Mr. Speaker, in 2006, the Republican-led Congress passed, and President Bush signed into law, the Pension Protection Act of 2006, which represented the most comprehensive reform of our Nation's private pension system in a generation. After years of thorough examination, thoughtful legislative development, and careful coalition-building, we finally restored common sense to our Nation's pension system through enactment of this landmark law. Thanks to those reforms, today's retirement security laws match the new realities of the 21st century economy, meaning that more U.S. workers will be able to count on their retirement savings being there for them when they need it.
The Pension Protection Act included tough new funding requirements to ensure employers adequately and consistently fund their pension plans, provided workers with meaningful disclosure about the financial status of their benefits, and protected taxpayers from a possible multi-billion dollar bailout of the Pension Benefit Guaranty Corporation (PBGC).
The Pension Protection Act's reforms were built on six fundamental principles that helped ensure a stronger, more secure retirement for millions of American workers. Those principles were: certainty, with a permanent and more accurate calculation of employers' pension liabilities; common sense, which enabled employers to build up a cushion in their pension plans during good economic times; stability, achieved by closing funding loopholes and ensuring employers make adequate and consistent cash payments to their plans; transparency through timely and straightforward information given to employees about the health of their retirement plans; honesty from employers and union leaders, who are no longer permitted to make hollow promises of extra benefits that will never materialize because a plan is severely underfunded; and portability, established by ensuring that hybrid plans, such as cash balance pensions--which offer portable, more generous worker benefits--remain a viable part of the defined benefit system. Having served as the Chairman of the House Committee on Education and the Workforce during this process, I am pleased to have been part of this effort.

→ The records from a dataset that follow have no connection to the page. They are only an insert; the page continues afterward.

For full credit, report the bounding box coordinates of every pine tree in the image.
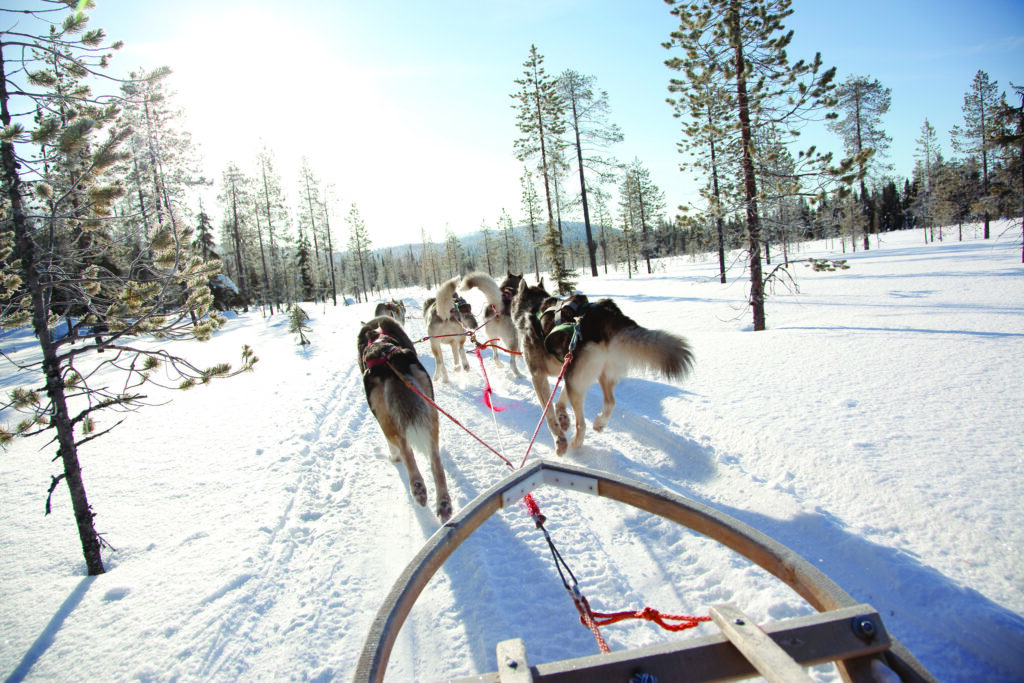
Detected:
[254,145,288,315]
[217,163,254,311]
[950,71,1001,240]
[295,227,316,302]
[556,70,623,278]
[288,304,310,346]
[666,0,836,331]
[345,204,371,301]
[498,209,522,272]
[992,82,1024,263]
[662,24,740,285]
[827,76,892,250]
[510,45,565,235]
[914,117,941,244]
[620,159,665,274]
[519,170,542,280]
[0,3,255,575]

Of course, it is to be expected that in legislation of that magnitude, we did not get every word perfect, or every provision as clear as it could be. That is the point of the bill before us today--H.R. 3361 is a narrow, technical bill that corrects inadvertent errors in drafting contained in the original law, and provides necessary clarification and focus, to ensure that the law is administered as Congress intended. For that reason, I support the bill before us today, and hope that it will quickly be enacted into law.
I must note for the record, however, that more remains to be done. The bill before us is very narrow in scope, and addresses only those issues that are considered purely technical on a consensus basis. There are other issues that remain to be addressed.
For example, late last year, the Senate passed by unanimous consent its own version of a technical corrections bill, which included critical clarifications with respect to the issue of asset smoothing. I would hope that this issue is addressed in any final technical correction package that we consider.
Also, there are numerous provisions which Members and staff have discussed since enactment of the 2006 law, which enjoy broad, bipartisan support, but which did not fall within the scope of this narrow package of technical corrections. Going forward, it will be necessary for us to address these items, and I stand ready to work with my Chairman, Mr. MILLER, and the distinguished Chairman and Ranking Member of the Ways and Means Committee in doing so.
Mr. Speaker, with that, I reiterate my support for this narrow legislation.